In 2001 the neoconservative war lobby found its president, the ideological simpleton George W. Bush, and its moment, the horrific 9/11 terrorist attack—tragic retaliation for years of foreign meddling. Encouraged by modern political Know Nothings, Americans imagined that they were targeted for their virginal innocence. However, people in the Middle East and beyond saw something very different: multiple military interventions, sustained support for dictatorships and occupations, and endless hypocrisies.

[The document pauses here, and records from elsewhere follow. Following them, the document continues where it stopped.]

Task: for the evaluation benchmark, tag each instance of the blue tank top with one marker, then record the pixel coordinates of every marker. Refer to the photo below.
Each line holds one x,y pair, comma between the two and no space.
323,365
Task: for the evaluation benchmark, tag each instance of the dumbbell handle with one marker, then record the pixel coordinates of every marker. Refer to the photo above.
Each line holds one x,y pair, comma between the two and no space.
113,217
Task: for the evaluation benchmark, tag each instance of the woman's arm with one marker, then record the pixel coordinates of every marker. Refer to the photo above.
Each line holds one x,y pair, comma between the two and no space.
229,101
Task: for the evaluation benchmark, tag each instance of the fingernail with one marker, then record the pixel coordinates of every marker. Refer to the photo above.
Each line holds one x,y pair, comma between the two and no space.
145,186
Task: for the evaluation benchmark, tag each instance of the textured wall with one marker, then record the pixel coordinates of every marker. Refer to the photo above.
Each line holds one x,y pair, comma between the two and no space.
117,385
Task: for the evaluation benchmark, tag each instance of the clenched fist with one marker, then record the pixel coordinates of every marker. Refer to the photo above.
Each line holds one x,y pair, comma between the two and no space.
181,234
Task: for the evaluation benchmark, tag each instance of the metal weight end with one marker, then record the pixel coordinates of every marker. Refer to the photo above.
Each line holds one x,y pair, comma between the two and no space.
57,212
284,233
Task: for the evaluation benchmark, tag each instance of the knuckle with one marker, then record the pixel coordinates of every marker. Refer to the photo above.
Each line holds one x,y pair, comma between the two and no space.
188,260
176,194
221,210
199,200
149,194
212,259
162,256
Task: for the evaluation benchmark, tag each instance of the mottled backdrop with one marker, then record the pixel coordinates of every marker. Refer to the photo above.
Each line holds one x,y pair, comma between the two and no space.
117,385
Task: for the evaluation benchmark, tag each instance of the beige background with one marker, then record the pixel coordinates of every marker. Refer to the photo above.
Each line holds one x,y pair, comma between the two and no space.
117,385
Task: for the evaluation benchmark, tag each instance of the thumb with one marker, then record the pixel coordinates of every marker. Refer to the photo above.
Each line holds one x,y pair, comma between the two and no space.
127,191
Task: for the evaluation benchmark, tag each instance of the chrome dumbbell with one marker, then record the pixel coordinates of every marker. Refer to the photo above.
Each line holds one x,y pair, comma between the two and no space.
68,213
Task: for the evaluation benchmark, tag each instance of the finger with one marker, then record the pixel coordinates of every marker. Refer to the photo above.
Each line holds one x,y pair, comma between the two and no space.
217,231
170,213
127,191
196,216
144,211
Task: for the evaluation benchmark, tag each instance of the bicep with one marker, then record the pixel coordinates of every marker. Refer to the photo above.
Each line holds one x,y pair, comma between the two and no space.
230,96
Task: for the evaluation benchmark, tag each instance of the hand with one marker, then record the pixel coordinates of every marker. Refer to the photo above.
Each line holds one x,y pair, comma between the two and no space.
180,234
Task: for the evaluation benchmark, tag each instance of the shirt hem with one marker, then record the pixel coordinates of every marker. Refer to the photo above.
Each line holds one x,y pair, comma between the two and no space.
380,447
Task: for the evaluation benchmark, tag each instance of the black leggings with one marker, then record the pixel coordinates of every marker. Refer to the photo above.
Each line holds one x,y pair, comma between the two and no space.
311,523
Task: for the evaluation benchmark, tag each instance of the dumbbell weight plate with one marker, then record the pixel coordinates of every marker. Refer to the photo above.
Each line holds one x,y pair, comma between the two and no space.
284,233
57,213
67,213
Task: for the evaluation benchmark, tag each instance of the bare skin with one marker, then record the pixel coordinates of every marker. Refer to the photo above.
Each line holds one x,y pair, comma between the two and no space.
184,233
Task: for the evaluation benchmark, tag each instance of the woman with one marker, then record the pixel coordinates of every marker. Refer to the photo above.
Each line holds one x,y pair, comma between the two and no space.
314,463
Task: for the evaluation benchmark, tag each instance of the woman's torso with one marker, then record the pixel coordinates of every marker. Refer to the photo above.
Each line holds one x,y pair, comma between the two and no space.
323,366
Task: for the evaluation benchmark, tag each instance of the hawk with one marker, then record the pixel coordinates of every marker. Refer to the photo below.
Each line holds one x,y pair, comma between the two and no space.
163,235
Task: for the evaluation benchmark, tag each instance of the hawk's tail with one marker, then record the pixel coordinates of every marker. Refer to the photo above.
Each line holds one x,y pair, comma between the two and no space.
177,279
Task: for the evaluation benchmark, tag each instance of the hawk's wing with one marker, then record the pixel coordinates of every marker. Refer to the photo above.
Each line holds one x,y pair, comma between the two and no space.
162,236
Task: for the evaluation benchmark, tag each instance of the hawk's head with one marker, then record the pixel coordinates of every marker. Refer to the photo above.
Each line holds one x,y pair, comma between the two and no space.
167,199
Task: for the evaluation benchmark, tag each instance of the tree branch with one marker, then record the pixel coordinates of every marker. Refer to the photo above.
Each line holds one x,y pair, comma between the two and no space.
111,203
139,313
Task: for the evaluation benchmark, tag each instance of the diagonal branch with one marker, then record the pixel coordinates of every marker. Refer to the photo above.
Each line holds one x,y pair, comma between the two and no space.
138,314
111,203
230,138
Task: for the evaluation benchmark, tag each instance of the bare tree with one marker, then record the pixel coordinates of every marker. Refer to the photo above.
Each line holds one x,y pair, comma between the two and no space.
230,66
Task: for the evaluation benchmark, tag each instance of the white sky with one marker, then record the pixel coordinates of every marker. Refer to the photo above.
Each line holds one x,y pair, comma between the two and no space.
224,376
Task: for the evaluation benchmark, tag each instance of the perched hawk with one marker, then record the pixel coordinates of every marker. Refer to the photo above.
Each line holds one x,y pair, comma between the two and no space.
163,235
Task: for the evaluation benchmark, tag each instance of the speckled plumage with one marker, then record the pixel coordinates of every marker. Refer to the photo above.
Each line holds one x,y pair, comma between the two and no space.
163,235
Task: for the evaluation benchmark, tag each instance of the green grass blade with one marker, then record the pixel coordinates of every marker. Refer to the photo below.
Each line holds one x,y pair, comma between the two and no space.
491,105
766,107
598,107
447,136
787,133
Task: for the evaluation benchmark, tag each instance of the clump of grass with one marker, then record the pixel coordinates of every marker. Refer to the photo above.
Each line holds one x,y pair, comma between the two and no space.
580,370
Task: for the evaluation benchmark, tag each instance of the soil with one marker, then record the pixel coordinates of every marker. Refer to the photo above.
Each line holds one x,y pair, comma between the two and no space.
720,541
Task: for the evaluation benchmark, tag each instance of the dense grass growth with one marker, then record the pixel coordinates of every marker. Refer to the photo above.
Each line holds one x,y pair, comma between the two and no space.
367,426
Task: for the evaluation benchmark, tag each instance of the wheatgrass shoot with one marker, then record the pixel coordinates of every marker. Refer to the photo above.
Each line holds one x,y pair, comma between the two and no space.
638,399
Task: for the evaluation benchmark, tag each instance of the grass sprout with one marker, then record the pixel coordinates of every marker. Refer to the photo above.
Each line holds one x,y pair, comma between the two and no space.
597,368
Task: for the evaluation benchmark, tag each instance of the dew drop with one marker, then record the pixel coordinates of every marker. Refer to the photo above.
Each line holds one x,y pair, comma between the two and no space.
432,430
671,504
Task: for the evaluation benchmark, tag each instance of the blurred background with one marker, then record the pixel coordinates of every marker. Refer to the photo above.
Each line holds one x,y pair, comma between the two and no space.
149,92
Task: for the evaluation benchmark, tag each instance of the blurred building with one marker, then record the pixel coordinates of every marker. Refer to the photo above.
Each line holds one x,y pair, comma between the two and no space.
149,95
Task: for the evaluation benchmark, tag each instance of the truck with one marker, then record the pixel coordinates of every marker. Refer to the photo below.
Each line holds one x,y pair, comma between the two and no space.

Bush plunged the U.S. into a misguided military crusade and nation-building campaign, justified by lies and designed by fantasists. The president’s minions advanced their convenient falsehoods even though abundant contradictory evidence circulated within the administration. Factotums and pundits alike believed what they wanted to believe, unconcerned with the consequences. Even today, few war advocates acknowledge error let alone express regret for the catastrophic consequences of their policy.

Republicans were the woke warriors of their time, seeking to silence anyone who questioned their Great Leader in Washington. When challenged over sources and evidence, members of the war party responded with vitriol and bile. To oppose aggressive war meant one was an idiot, traitor, or both. To oppose an illegal invasion meant one was pro-Saddam Hussein. To oppose a preventive war against a phantom power meant one was unconcerned that the smoking gun might yield a mushroom cloud.

Amid the tsunami of neocon misinformation, conservative betrayal, and Republican opportunism, the mid-2000s were a bleak time to be a dissenter. A once friendly newspaper essentially stopped running my articles, even on other subjects; online conservative publications lost interest in my submissions, despite claiming to be open to all; one site retrospectively purged my anti-war columns from its archives. Within my own organization a senior staffer in another department advocated war on a nominally libertarian website. The American Conservative was one of the few publications to stand on principle, despite the resulting torrent of insults and obloquy.

Of course, Iraq was not the Bush administration’s only misadventure. Dubya also imagined that Afghanistan could be turned into a liberal democracy, a shining city on a Central Asian hill. Instead of making a deal with the demoralized, defeated Taliban, the faux warrior president left American troops in Afghanistan, fighting to turn that ancient land half a world away into a U.S. client and military base. This effort, too, came to a calamitous end. There, as in Iraq, other people paid the highest price for Washington’s arrogance and incompetence.